Some of the chemicals are listed by general names, such as "petroleum distillates" or ester alcohol. Two chemicals are listed as "proprietary."
Most fracturing is done by specialty firms such as Halliburton, Schlumberger and BJ Services. They have defended keeping the chemicals they use private.
"We make a significant investment in developing effective fracturing fluid systems, and we are careful to protect the fruits of the company’s research and development efforts," Halliburton spokeswoman Cathy Mann said.
Those loose definitions can cover a lot of ground, said Theo Colburn, a chemistry professor who runs the nonprofit Endocrine Disruption Network and has researched the health effects of drilling chemicals.
"They’re beginning to obfuscate the issue even more by basically not specifying the specific chemical that’s in the product," she said.
There’s little oversight of the paperwork. Companies are not required to submit the MSDSs to the Occupational Safety and Health Administration. Drilling companies decide what to record on product sheets.
"What we do know about a lot of chemicals is that short-term exposure, certainly at high levels, can cause serious problems," Metzger said. "What we don’t know is what some of the long-term impacts are."
The key question is not necessarily what’s being used but how.
"What are the volumes, concentrations and combinations?" Goldman asked.
Among the chemicals on file with Fort Worth is sodium bicarbonate. Under normal circumstances, it’s safe enough to use as toothpaste.
Drilling companies use baking soda to remove cement from drilling mud.

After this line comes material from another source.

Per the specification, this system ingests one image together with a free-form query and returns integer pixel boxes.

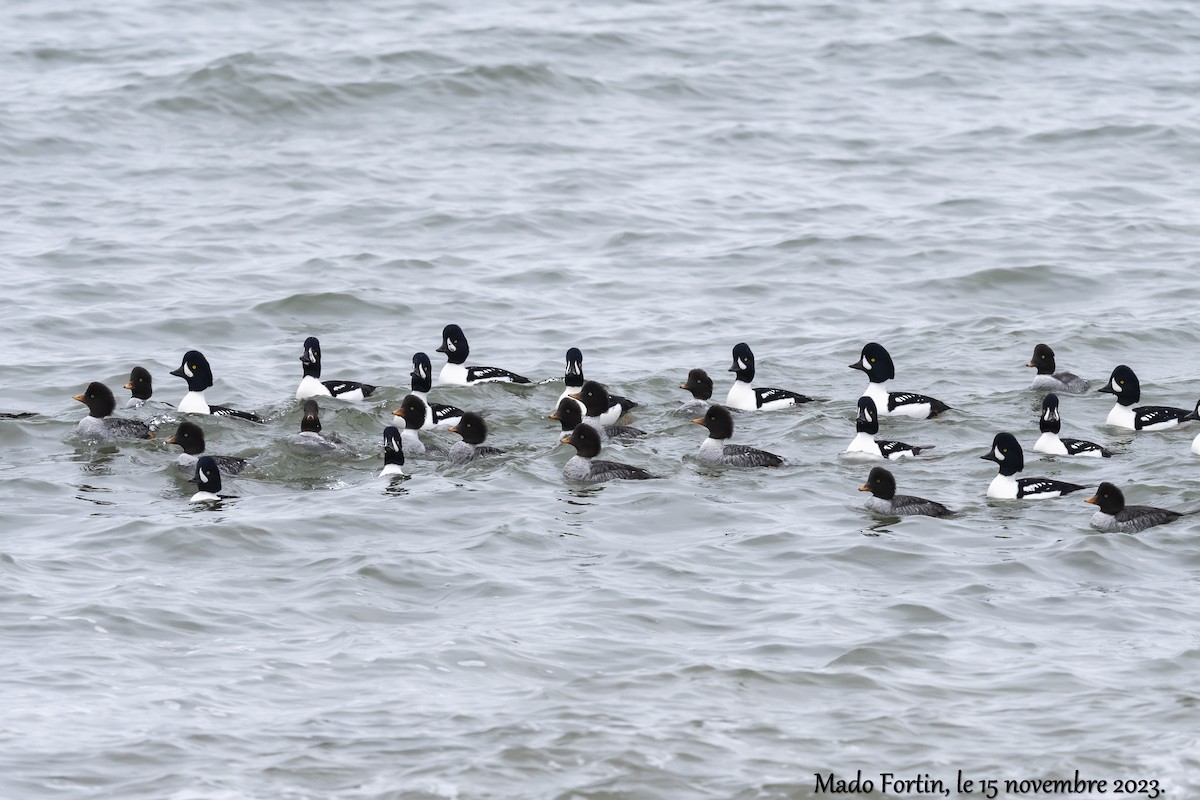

But "for every 1 pound of sodium bicarbonate used to precipitate lime, the equivalent of 0.48 pounds of caustic soda remains as a byproduct," the MSDS says
Caustic soda is corrosive and can burn the eyes, skin and lungs on contact. It can also kill fish if it gets in water.
Suggestions
DeGette’s bill is not the first attempt to increase oversight of fracturing, but previous bills on the subject never made it out of committee. Supporters believe that the measure has a better chance of passing after U.S. Rep. Henry Waxman, D-Calif., becomes chairman of the House Energy Committee next year. Waxman has criticized the energy industry and held hearings on fracturing in 2007.
DeGette’s bill wouldn’t necessarily mean stringent regulations, said Kristofer Eisenla, DeGette’s communications director. "We think this is a well-established precedent. If you’re conducting operations that might threaten public health, the government should have some oversight."
Cities don’t necessarily want that responsibility. Fort Worth doesn’t have the staff to monitor and review the chemicals being used, said Susan Alanis, the city’s planning and development director.
The Texas Railroad Commission has a form for companies to list the chemicals they use in each well.
"There is no requirement for operators to report component materials," commission spokeswoman Ramona Nye said. "An example of what is listed in this section of the form would be 2,019 barrels SW" or slick water.
Colorado’s Oil and Gas Commission is considering rules to require companies to list the chemicals being used at each drilling site, how much of each was used and when.
The rules would restrict oil and gas operations within 300 feet of streams, within a quarter-mile of public water supplies, and around the habitat of bighorn sheep, mule deer, elk, eagles, hawks and other wildlife.
The rules would also require companies to provide information about proprietary chemicals to health and environmental officials in case of emergency.